I went next, and there were indeed many ants and many bats. Even so, it was a phenomenal experience, like climbing into the neck of a dinosaur. Through the skin of the strangler fig, I could hear the rumble of Arenal and the Neanderthal grunt of howler monkeys. When I was about 40 feet up, I stopped and peered out a vent into the forest canopy. It did not seem so high, even for a person who is afraid of heights--not after floating at 4,000 feet in a hot-air balloon. There were bromeliads and birds and orchids growing inches away on the outside of the tree. I was on the inside of something that was alive. When was the last time that I had been inside something that was alive?

The boys climbed next, clear to the top of the chamber, about 80 feet up, and rappelled down the outside.

Fernando was delighted. "I will bring clients here," he said. "In time, those bats will come to like me." No doubt.
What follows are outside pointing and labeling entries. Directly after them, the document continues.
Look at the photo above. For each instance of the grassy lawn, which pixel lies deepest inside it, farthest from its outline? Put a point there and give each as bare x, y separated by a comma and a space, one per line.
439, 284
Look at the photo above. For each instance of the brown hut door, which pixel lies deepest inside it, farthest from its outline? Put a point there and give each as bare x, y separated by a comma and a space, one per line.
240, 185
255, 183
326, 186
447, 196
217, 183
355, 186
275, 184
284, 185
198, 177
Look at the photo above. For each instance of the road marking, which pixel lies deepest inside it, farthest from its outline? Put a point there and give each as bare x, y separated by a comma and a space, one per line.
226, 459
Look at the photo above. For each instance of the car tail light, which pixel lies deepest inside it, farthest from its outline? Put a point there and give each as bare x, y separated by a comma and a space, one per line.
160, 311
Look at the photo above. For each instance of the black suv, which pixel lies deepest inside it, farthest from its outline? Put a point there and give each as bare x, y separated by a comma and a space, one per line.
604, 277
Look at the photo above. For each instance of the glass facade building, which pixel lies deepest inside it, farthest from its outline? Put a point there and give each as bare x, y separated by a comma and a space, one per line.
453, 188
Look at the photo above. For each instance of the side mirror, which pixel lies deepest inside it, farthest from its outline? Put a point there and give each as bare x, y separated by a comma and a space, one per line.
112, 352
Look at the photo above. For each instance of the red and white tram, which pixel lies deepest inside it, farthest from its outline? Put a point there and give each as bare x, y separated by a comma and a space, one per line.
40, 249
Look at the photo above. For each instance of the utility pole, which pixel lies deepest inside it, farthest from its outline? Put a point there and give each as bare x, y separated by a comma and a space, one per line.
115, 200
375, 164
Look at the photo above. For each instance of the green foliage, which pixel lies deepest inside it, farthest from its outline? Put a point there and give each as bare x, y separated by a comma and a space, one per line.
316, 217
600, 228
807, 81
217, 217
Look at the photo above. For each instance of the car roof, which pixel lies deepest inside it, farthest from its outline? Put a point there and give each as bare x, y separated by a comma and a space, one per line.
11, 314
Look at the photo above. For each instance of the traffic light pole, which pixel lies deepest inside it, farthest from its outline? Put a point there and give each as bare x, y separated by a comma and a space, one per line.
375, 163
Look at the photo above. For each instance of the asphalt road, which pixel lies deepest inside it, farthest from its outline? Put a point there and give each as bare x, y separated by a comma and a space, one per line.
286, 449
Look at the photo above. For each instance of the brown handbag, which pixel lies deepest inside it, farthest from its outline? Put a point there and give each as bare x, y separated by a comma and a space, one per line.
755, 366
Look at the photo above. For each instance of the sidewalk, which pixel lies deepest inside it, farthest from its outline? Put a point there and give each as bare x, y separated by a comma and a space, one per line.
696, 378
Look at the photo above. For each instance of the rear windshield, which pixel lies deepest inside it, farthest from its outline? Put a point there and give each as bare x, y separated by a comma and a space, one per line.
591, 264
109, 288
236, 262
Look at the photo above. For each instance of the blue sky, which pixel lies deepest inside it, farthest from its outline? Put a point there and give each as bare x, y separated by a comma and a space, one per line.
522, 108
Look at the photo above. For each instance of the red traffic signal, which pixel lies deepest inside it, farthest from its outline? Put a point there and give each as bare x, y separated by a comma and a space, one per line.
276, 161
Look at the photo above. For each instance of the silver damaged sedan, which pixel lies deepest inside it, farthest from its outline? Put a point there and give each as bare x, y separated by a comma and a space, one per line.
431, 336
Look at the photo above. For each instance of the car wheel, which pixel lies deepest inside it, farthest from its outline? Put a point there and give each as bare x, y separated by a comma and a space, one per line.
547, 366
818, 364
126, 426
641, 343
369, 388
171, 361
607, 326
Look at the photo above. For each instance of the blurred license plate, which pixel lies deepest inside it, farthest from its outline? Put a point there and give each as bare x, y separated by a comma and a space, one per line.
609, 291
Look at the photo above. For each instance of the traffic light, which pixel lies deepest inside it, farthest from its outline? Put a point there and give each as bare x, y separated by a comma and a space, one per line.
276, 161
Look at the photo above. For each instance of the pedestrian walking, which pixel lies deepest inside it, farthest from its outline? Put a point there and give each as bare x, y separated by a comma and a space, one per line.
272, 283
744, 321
In time, everyone comes to like Fernando.

Hours later, when we returned to the Tilajari, I found Tucker sitting by the pool, sipping fruit juice. "You stood me up," I told her.

"You're not mad," she said. "You're just thirsty." And she ordered me a beer.

It turned out that she had been doing some climbing herself. That morning, her balloon had lodged in the canopy of a tree more than 30 feet above the ground. It had taken her nearly all day to disentangle the thing and then crawl down to earth. As she told me about it, my empathy was sharpened by the pure relief I felt in having not been with her. "It must have been terrible," I said.

Tucker's expression told me that I still didn't get it. "Are you serious?" she asked. "It was great!"